セロトニンは、眠っているときにはほとんど、脳内には出てこないのです。太陽の光に影響されることによって、徐々に脳内で作り始められ、目覚めとともに分泌が始まります。体はそれに反応して活動のために準備に入るのですね。朝、セロトニンがたくさん作られることによって、スムーズな1日のスタートを切ることができるからです。
トリプトファンは、タンパク質の合成に関わる必須アミノ酸の一つであり、人体では作ることができないため、食事から摂取する必要があります。セロトニンの材料にもなるトリプトファンを摂取することで、セロトニンの合成が促進されることが知られています。

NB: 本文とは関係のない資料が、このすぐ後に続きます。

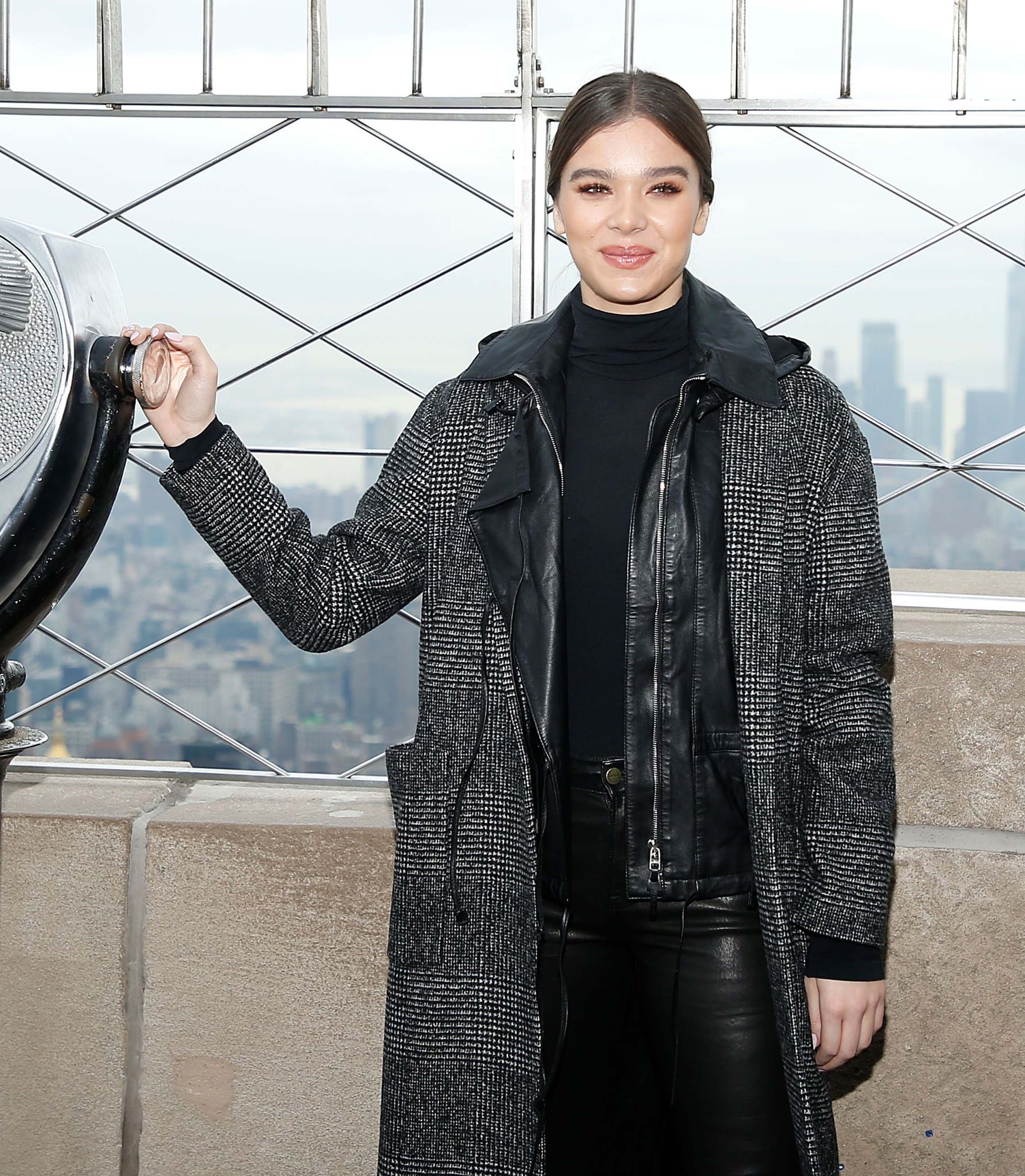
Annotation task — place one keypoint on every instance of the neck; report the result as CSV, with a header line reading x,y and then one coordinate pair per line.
x,y
662,301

セロトニンの濃度を高めることで慢性的なアゴの痛みが軽減したという報告もあります。また、米国では天然の催眠剤として人気があるようです。
うつ病の原因は、脳内の神経伝達物質であるセロトニンの不足であるといわれており、セロトニンの濃度異常に関係があると考えられています。
若返り作用をもつ「メラトニン」の材料となる
さらにセロトニンは、脳の松果体でメラトニンというホルモンになります。
このメラトニンは加齢を遅らせることができるとされ、「若返り薬」としても話題を呼びました。

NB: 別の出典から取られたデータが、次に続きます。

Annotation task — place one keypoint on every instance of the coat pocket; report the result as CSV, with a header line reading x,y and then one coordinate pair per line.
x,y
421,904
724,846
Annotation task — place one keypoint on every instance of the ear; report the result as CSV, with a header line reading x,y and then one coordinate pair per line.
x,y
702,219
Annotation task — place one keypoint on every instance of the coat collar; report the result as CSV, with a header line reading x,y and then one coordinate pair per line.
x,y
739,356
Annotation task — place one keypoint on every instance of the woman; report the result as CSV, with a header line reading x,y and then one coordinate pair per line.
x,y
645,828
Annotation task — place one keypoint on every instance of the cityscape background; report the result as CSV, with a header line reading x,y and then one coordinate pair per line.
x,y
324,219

トリプトファン・セロトニン・メラトニンの関係は、トリプトファン ⇒ セロトニン ⇒ メラトニン となっています。
なお、免疫系に働きかけて抗ガン作用や心臓病に有効だとされ注目されています。また、アルツハイマーやパーキンソン病の改善に対する研究結果も報告されているようです。
米国では、トリプトファンはコレステロール値や血圧の調節、性的能力の高揚、更年期障害の軽減など、幅広い病状の改善に役立つという報告がされています。
その他にもトリプトファンには、不安や緊張をやわらげ、うつ症状を抑えたり、自然な眠りをもたらしたりする作用が知られています。
また、アルコール依存症の症状をやわらげる、などの働きがあります。
ビタミンB群といっしょの摂取が効果的
栄養補助食品として摂取する場合は、ビタミンB群(ビタミンB6,ナイアシン)や炭水化物を摂ると効率的だとされています。
なお、トリプトファンは、摂取後にセロトニンやメラトニンに変換されるまで時間を必要とするので、有効に活用するには朝食で摂取した方がよさそうですね。
柴田克己 先生による「トリプトファン代謝を支配するB群ビタミンの栄養状態 」が参考になりますよ。
参考:「トリプトファン代謝を支配するB群ビタミンの栄養状態 」(柴田克己)
睡眠障害やPMSにも・・・
過去の 臨床試験では、睡眠障害を持つ男性15名を対象にして、トリプトファンを1日あたり1gを摂取させたところ、睡眠障害が改善されたということから、トリプトファンに睡眠障害改善や不眠症改善効果が期待されています。
天然植物ハーブなど計12種もの快眠成分を凝縮配合した睡眠サプリメントで、ラフマ葉抽出物、グリシン、GABA酵素、トリプトファン、テアニン、クワンソウ、メリッサエキス、月見草、ビタミンC、ビタミンB6、ビタミンB12、ナイアシンなどを配合し、リラックスとともに睡眠の質を高めることができます。
また、月経前症候群(PMS)女性71名を対象に、トリプトファンを1日あたり6 g の量で17日間摂取させたところ、気分の変調や緊張、イライラなどが改善されたことから、トリプトファンにPMS改善作用も期待されています。
肝硬変の方は注意
長期間、ラットにトリプトファンを与えたところ、肝臓の脂肪に変化があらわれることがわかりました。
肝硬変の患者の場合では、長期的に摂取すると脳内にトリプトファンが増えてセロトニンが過剰になり、脳の機能が低下して昏睡状態に陥ってしまうという報告もあるようです。
そのため、肝硬変の治療食にはトリプトファンやチロシンが少なく、バリン、ロイシン、イソロイシンの多い食事が適しています。
肝硬変の患者で、脳にトリプトファンが増え、脳機能が低下したときには、症状を改善するためにトリプトファンの作用を妨げる働きのあるアミノ酸の投与が勧められています 。